The Boy said humbly: “Take, I pray,
All but the naked thorns away.”
Then of the thorns they made a crown,
And with rough fingers press’d it down,
Till on his forehead fair and young,
Red drops of blood, like roses sprung.
“The Jewish children” has here managed to become “a troop of children”. Nice and harmless, for the English-speaking web surfer …
One more “alternative version of the facts” … this from the GodSongs website. At least they are honest about their version’s antecedents: “The lyrics of this song were translated by American author and translator Nathan Haskell Dole (1852-1935) from the Russian poem Legenda by A N P [sic], which is itself a translation of the poem “Roses and Thorns” by American Richard Henry Stoddard”. Here is the GodSongs version:
Christ, when a child, a garden made,
And many roses flourished there.
He watered them three times a day
To make a garland for His hair.
And when in time the roses bloomed,
He called the children in to share.
They tore the flowers from every stem,
And left the garden stript and bare,
“How wilt Thou weave Thyself a crown
Now that They roses are all dead?”
“Ye have forgotten that the thorns
Are left for Me, the Christ child said.
They plaited then a crown of thorns
And laid it rudely on His head;
A garland for His forehead made;
For roses: drops of blood instead.
Again, the Jewish children have conveniently disappeared. Some may say that this makes things OK, and that I am being unduly sensitive. But how can one forget the words that Tchakovsky set … which he was certainly aware of, and which, by setting them to music, he gave his tacit approval to?
Others will perhaps argue that Stoddard, Pleshcheyev, and Tchaikovsky were simply the product of their times … which like many (most?) past eras and societies, were inherently anti-semitic. I may somehow understand this, intellectually. But getting my feelings to go along is another matter …

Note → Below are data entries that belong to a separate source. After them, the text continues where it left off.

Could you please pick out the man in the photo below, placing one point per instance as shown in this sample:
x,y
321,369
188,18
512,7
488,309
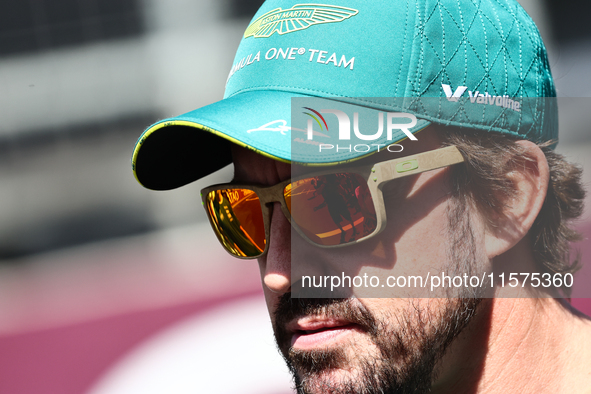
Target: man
x,y
461,175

I confess that I have been influenced in my views, on the bearing that “extra-musical” matters have on the “music itself”, by the writings and talks of the contemporary American musicologist Richard Taruskin. On YouTube there is, for exmple, this talk of his called “Did Somebody Say Censorship?”. And here, from Volume 2 of his Oxford History of Western Music, is part of his discussion on perhaps the most famous, arguably anti-Semitic work of all:
… the turba [“crowd”] in the [J.S. Bach] St. John Passion, following the Book of John itself, is identified not as “das Volk” or “the people” (as it is in the Matthew Passion), but as “die Juden” or “the Jews.” An accusation is being made, one that is no longer supported by responsible historical or theological scholarship, that the Jews rather than the Romans were responsible for Christ’s death. That accusation, now often called the “blood libel,” has had a bearing on a history of bloody persecutions, culminating in perhaps the most horrible page in the history of the twentieth century.
Obviously, Bach had no part of that. Nor was he, as far as anyone today can guess, personally anti-Semitic as the term is understood today, except insofar as he probably subscribed to Luther’s doctrine that the Jews should submit to conversion on pain of punishment. In all likelihood he rarely, possibly never, met a Jew and thought little about them. The St. John Passion was intended for performance before a congregation of Christian believers for whom the Gospel text was … well, Gospel. The insult it contains to Jews was wholly incidental to its purpose.
But today it serves other purposes and is performed before other audiences. Bach is long dead, but the St. John Passion lives on. Jews not only hear it nowadays, they often participate in performances of it, and are sometimes shocked to learn what it is that they are singing. Are they wrong? Does Bach’s music redeem the text? Would it impair Bach’s work from the standpoint of its present social use if the text were emended to exclude the blood libel? And if people disagree about the answers to these difficult questions, on what basis can they be adjudicated?